An extremely realistic and thought-provoking image is a poem by Tadeusz Różewicz entitled ‘Pigtail’. Through the author’s eyes we observe as the workmen sweep up the hair of the women who had had it shaved just before they were murdered in the gas chambers. In clouds of dry hair we notice a pigtail with a ribbon.
In the poem „Muranow towering” by Jerzy Ficowski, we read about the tragic nature of the post-war everyday life on the debris of the ghetto and what was built on them. Julia Hartwig in the poem Classmates recalls Miriam and Reginka, Jewish girls who she last saw at the border of the ghetto. About a unique meeting writes Feliks Konopka in the poem entitledŻydziak. He speaks of placing man above all, putting trust in man and following a Biblical topos, giving man the royal dignity.
In the catalogue, it is also possible to find poems by Anna Kamieńska, Arnold Słucki, Aleksander Wat, Izabella Czermak, Ewa Fiszer, Stanisław Wygodzki, Stanisław Jerzy Lec, Antoni Marianowicz and Mieczysław Jastrun.

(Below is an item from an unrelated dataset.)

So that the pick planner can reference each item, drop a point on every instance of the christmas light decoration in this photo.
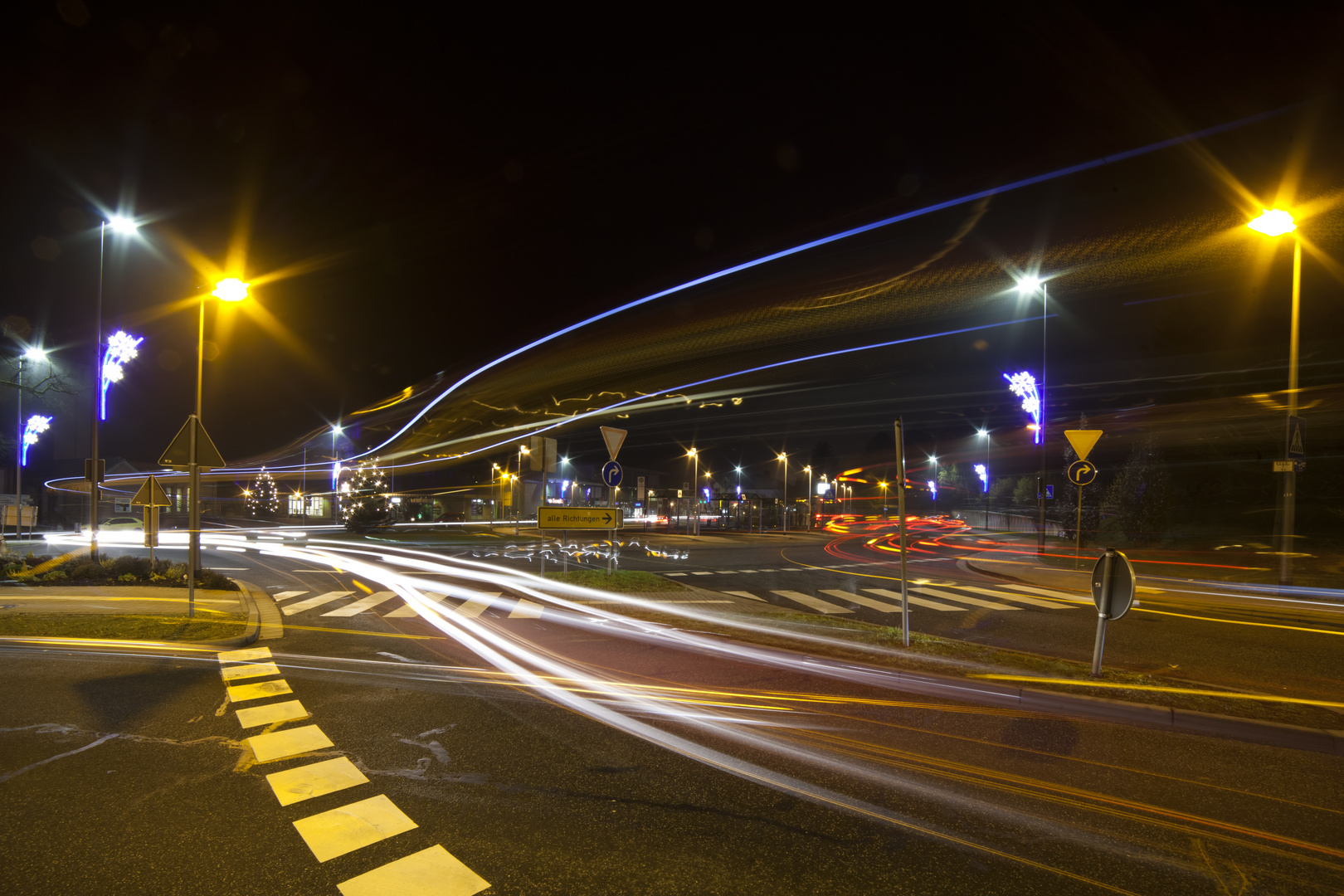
(262, 497)
(121, 348)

Piotr Matywiecki, who selected the poems for the catalogue of the exhibition ‘Polish art and the Holocaust’ writes about the ‘holy fear’ of taking up the subject of the Holocaust.
„However, there remains something most important, which cannot be called ‘a subject’ of art because it raises an ethical objection against aestheticizing, against the inseparable from art demonstration of the craftsmanship. Only a few are brave enough to face the most important of all, the unnameable.”